I accepted an internal transfer opportunity last month. I’m now part of the Application Security team as a Senior Engineer. The irony is that I went from being a Cybersecurity Senior Specialist to a Cybersecurity Manager II, back to an Application Security Senior Engineer. At the end of the day, money talks… And your mental health matters.
job titles are different in every company
Some companies will classify a senior level at 3 years of professional experience, while others at 10 years. Companies can deploy a 5-step ladder as an individual contributor or more/less. Meanwhile, a supervisor or manager could actually mean they’re a liaison for a higher level of command in leadership. This can also translate differently in pay grade, where one company would pay 90k for a role, but another would pay 130k for the same role. There are a lot of factors to consider.
climbing up the ladder or stay
& it’s okay to stay
For young adults, it’s natural to want to climb up the corporate ladder as fast as you can. The consulting culture really impacted my perspective because everyone was expected to become a manager by year 5. The ability to become a manager was really the scale of measuring success.
Wrong.
It’s okay to settle and SLAY as an individual contributor. You can also be a leader as an individual contributor, where you can inspire others without having to figure out an organizational strategy or actually deal with direct reports’ performances. I feel like my flavor is more of being an individual contributor who leads.

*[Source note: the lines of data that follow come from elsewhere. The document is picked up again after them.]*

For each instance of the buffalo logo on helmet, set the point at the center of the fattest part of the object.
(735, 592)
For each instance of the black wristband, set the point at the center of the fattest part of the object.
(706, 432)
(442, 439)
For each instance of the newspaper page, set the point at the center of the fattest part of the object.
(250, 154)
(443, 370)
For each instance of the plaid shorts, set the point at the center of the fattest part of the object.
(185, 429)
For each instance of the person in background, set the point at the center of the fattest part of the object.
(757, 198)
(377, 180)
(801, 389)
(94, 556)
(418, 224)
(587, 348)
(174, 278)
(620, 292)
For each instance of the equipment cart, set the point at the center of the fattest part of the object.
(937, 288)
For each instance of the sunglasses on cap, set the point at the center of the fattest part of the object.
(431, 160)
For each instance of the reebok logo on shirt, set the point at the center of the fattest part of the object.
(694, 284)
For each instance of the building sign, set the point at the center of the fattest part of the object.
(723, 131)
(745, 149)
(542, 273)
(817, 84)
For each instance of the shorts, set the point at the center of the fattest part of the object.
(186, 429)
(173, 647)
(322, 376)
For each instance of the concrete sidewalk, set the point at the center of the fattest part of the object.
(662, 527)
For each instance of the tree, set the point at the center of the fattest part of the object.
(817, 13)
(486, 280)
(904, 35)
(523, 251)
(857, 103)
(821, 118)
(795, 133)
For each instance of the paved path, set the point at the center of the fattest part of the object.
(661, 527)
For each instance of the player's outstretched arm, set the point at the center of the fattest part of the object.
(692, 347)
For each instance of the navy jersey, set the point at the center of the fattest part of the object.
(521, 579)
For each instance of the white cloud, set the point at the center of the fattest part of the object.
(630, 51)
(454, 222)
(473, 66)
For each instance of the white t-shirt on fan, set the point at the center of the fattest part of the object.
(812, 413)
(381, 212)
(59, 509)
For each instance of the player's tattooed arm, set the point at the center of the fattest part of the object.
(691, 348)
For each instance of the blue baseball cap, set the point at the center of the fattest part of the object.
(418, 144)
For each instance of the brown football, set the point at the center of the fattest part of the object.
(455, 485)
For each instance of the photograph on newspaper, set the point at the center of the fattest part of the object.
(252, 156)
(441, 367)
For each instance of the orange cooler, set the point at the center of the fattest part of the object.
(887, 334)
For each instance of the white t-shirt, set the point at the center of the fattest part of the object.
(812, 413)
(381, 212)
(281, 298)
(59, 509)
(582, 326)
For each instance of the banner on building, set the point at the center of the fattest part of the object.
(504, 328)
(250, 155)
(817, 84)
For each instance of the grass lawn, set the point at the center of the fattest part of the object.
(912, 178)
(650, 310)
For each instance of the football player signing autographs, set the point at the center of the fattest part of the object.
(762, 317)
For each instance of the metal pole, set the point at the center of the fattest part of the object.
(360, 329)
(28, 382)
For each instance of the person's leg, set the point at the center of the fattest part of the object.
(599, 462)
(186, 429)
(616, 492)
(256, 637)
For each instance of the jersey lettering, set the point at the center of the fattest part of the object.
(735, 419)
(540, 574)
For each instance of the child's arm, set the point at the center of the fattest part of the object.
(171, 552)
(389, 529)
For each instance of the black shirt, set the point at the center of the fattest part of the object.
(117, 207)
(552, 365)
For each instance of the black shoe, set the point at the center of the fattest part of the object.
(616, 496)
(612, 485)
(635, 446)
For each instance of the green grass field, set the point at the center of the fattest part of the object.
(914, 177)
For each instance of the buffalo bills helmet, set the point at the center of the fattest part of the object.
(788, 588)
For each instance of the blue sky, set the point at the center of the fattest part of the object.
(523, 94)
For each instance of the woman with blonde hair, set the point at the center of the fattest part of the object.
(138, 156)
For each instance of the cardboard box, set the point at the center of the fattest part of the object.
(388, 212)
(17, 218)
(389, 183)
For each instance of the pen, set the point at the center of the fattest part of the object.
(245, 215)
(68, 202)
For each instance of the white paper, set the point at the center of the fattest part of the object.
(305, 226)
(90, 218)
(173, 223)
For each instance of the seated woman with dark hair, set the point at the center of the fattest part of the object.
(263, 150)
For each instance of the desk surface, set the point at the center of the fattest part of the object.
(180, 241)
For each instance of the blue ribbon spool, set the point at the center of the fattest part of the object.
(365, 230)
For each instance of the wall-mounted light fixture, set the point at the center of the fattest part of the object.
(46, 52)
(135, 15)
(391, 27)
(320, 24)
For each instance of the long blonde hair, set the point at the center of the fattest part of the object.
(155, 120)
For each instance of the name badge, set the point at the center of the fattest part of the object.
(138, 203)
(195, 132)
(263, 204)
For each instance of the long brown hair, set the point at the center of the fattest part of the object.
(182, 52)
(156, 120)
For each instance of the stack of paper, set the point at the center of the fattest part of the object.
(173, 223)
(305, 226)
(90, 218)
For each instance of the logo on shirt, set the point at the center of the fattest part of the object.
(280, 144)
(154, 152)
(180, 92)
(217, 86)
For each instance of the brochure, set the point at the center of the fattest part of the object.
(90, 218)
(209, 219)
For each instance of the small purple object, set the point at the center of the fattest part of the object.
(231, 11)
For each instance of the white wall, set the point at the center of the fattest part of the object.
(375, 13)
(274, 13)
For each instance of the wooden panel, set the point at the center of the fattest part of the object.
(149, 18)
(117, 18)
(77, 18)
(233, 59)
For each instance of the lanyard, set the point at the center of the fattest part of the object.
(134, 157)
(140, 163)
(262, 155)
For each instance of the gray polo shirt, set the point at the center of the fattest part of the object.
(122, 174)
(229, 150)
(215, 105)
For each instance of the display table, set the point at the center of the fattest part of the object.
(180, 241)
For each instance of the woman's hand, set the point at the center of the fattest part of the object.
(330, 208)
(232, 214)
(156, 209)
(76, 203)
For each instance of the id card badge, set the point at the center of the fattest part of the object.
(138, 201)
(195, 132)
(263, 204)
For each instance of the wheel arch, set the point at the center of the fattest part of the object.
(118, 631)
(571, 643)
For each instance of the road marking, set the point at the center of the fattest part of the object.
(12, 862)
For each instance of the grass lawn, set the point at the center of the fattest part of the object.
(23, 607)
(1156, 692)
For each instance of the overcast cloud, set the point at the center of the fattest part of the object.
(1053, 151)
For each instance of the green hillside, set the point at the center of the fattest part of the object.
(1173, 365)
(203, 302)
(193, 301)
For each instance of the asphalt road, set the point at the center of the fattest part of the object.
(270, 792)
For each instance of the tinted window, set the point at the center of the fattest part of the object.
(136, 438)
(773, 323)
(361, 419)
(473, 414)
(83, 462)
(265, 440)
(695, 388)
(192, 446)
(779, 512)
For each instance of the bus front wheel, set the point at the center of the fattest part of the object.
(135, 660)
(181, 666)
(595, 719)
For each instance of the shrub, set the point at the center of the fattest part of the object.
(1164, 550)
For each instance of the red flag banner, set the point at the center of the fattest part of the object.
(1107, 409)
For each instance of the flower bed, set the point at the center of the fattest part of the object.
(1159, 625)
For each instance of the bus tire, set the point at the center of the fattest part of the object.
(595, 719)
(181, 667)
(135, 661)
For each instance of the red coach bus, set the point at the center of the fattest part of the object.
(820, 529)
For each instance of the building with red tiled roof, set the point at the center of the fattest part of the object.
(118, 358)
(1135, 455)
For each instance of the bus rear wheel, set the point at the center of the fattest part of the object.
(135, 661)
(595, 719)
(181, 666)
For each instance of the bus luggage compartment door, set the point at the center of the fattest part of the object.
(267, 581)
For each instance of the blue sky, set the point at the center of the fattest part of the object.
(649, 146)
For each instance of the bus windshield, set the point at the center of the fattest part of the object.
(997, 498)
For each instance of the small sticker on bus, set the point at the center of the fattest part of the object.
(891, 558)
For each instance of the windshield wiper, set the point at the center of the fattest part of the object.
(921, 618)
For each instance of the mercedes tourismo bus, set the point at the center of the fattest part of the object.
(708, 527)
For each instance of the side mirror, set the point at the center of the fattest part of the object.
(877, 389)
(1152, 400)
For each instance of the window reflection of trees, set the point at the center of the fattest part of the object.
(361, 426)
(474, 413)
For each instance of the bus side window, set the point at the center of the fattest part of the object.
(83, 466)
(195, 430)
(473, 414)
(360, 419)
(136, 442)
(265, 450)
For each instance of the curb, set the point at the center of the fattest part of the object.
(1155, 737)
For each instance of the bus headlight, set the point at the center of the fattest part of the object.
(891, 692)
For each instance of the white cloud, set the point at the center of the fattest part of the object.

promotion withholding vs. appropriate compensation
While it’s okay to settle, know the difference between knowing you’re appropriately compensated versus management purposely withholding your promotion. If they know you’re pursuing an elevated job title, don’t let them dangle that opportunity like a fishing rod. We respect management who is straightforward with letting someone know upfront that a promotion opportunity isn’t coming soon. This is a bit tricky; you’ll have to potentially deal with an employee who gave up or an employee who ends up being bitter.
holding weight vs. superficial
Job titles do hold weight if you’re trying to climb up the corporate ladder. If you’re trying to land a C-level position, you’ll need to work your way and secure those opportunities to show you can run a show, but bigger each time. It can be superficial at the same time where you’re performing activities that don’t exactly equate to what you’re paid for. If you’re a manager and your director has you ghostwriting emails or threatens you with a performance review for not providing chauffeur services, run.
be a boss, under your own terms
You can be a boss without being an actual boss. Define what bossing means to you. Own it. Job titles can mean many things. Make it work for you.
how to start a career in cybersecurity
- Understand the different domains in cybersecurity and learn how they function.
- Play cybersecurity capture-the-flag (CTF) competitions. If you don’t know how to capture a flag, it’s time to learn.
- Bootcamps and studying are great, but how will you apply those in real-life situations?
- Connect with cybersecurity professionals.
The Comments
Sophie Harriet
I like how you’ve emphasised that it’s okay to stay and settle in your current job role. It’s not compulsory to try to climb the ladder if you are happy where you are, and it could only cause unnecessary stress! I agree with you that it’s important to make sure you are appropriately compensated for your work, whatever role you are in.